Davis examines the variables to control when flash curing your garment prints and how artwork, mesh selection, and inks influence the flashing process.
By Rick Davis
Flashing an underbase on a dark garment in order to allow lighter colors to pop is a process garment screen printers have used for more than 25 years. At first, it was a process that printers only needed on rare occasions. But flash curing quickly became a day-to-day part of garment screen printing.
Even though flash curing is somewhat standardized in most garment-printing facilities, a learning curve awaits those who are new to the process and industry. This month, we'll look at the assorted considerations to keep in mind if you want to avoid headaches when flash curing plastisol inks.
One of the first considerations to address in underbase flashing is properly engineering the artwork for the process. Each graphic needs to be addressed on an individual basis in order to determine the best times and which colors to flash.
Keep in mind that flash curing only applies to about two-thirds of the colors you'll print on dark garments. Many novice printers work under the assumption that printing a multicolor graphic on a dark garment requires a solid underbase for every color. Many will get into trouble here. One of the first rules is to avoid wet-on-wet overlays when printing onto a solid, flashed underbase; otherwise, the result will be excessive mottling.
When printing onto a virgin fabric, you have the absorbency of the fabric that allows for the application of wet-on-wet colors. Once you flash an underbase, you then switch to printing on a dried sheet of non-absorbent plastic that doesn't allow for the wet-on-wet overlay process. For this reason, you want to minimize any wet-on-wet overlays. The exception to this rule is when you work with photographic separations and have a halftoned underbase. In that case, you have a percentage of open area (available fabric) that allows for wet-on-wet printing.
Another consideration when working with solid colors is to use underbase gapping. Many multicolor graphics involve colors that butt-register together. This is fine, except for the fact that most presses offer a minimal amount of registration variation. That means the butt-registered colors will typically begin to bleed together and mottle after a few prints. In this case, you'll want to produce your underbase by combining your respective colors and pull each one back a half point. This will produce a 1-pt gap in the underbase where the butt-registered colors meet. The result here is an absorbent gutter that gives the colors somewhere to go when they meet each other on the underbase. This technique allows you to maintain better resolution where the colors meet and avoid mottling.
Another simple trick for overprinting onto a flashed underbase is to allow for a slight overlay of the overprint onto the underbase. The easiest way to achieve this is to either spread the overprint (or choke the underbase) 1.5 to 2.0 points. The very slight overlay produced here will hide any registration variations your press may have and make the printing process that much simpler.
Proper mesh selection can make a big difference when underbases are involved in a garment-printing job.

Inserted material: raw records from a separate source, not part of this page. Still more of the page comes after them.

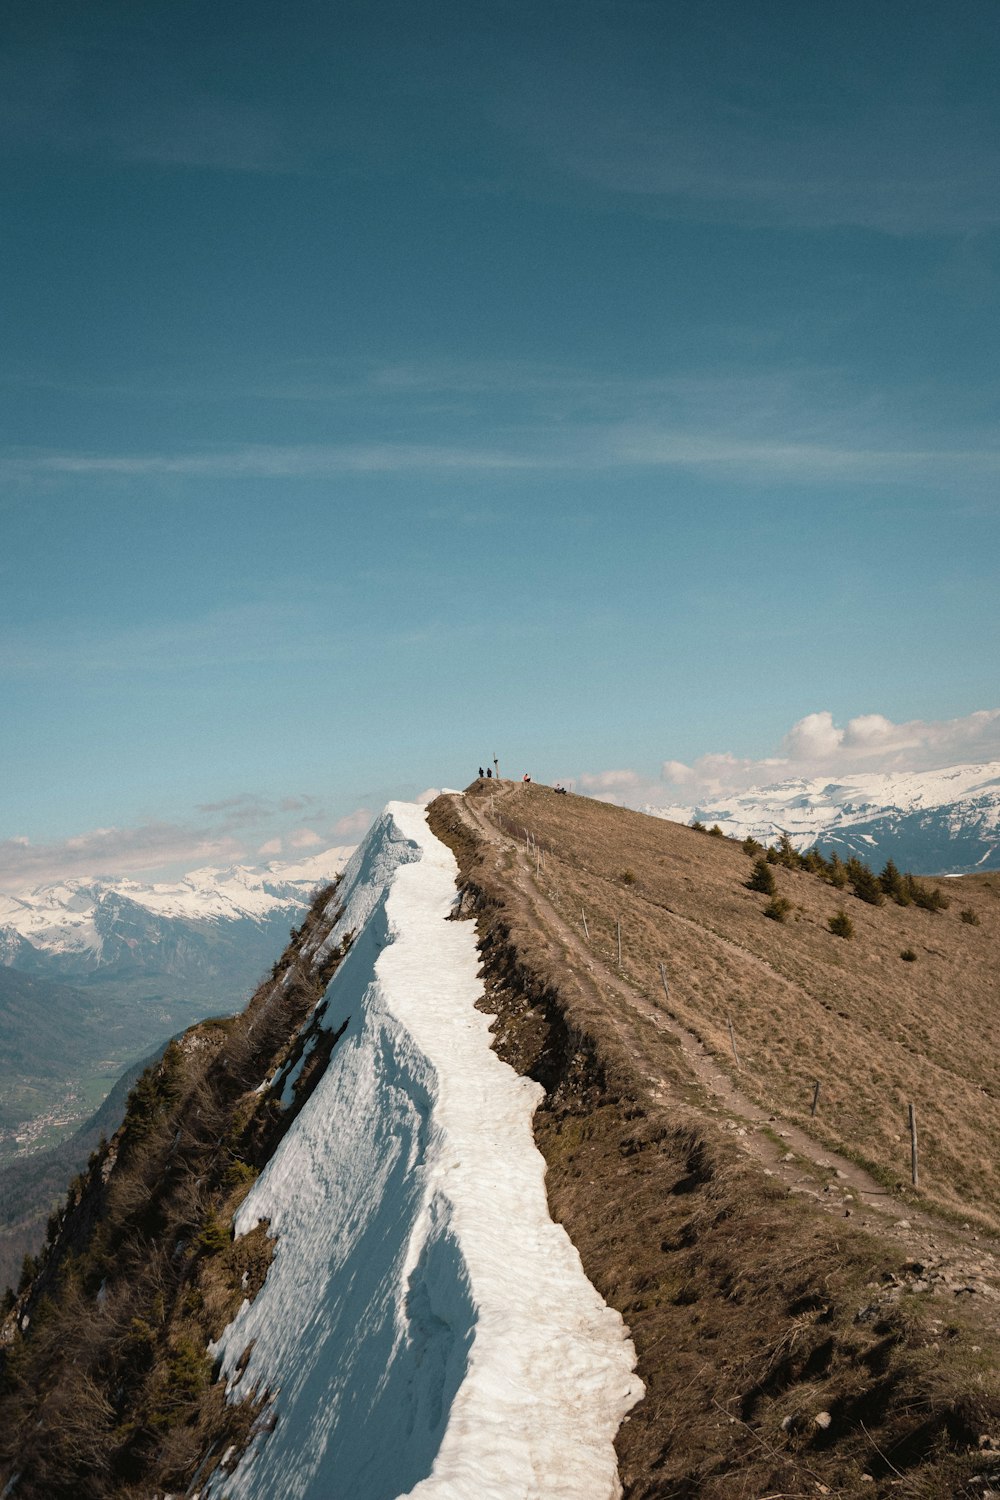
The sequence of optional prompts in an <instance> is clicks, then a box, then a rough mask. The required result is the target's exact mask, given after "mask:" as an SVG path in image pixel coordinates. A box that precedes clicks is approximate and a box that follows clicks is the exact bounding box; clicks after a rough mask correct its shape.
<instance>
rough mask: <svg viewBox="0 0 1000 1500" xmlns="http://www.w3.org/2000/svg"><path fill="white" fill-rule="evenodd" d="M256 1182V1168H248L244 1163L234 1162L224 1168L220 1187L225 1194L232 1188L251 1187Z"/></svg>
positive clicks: (238, 1161)
mask: <svg viewBox="0 0 1000 1500" xmlns="http://www.w3.org/2000/svg"><path fill="white" fill-rule="evenodd" d="M255 1182H256V1167H250V1166H249V1164H247V1163H246V1161H234V1163H232V1164H231V1166H229V1167H226V1170H225V1173H223V1175H222V1187H223V1188H225V1190H226V1193H231V1191H232V1188H241V1187H247V1188H249V1187H252V1185H253V1184H255Z"/></svg>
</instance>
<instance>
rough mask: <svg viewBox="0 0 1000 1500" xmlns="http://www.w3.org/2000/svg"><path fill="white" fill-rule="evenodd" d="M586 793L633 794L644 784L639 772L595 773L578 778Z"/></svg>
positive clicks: (586, 772)
mask: <svg viewBox="0 0 1000 1500" xmlns="http://www.w3.org/2000/svg"><path fill="white" fill-rule="evenodd" d="M577 781H579V784H580V787H582V789H583V790H585V792H597V793H600V792H631V790H633V789H634V787H636V786H639V784H640V783H642V777H640V775H639V772H637V771H594V772H583V775H580V777H577Z"/></svg>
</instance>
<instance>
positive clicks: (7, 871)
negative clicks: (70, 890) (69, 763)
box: [0, 792, 370, 891]
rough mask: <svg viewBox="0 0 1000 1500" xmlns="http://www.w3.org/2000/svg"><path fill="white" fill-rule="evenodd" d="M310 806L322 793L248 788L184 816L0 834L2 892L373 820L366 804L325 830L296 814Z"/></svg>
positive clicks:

The mesh can make the difference between a garment with a soft, bright print and a bullet-proof graphic that has a hard and stiff feel. Even though the graphic determines the actual final sequence of colors and meshes, your objective should be to produce the brightest graphic possible while employing the finest mesh counts possible. The "more is better" philosophy leads to bullet-proof prints, use of more ink than necessary, longer flashing times, and potential curing issues. Table 1 presents some basic guidelines for mesh selection based on the ink type being used. However, remember that the right mesh also can vary according to the application, your equipment, and other factors.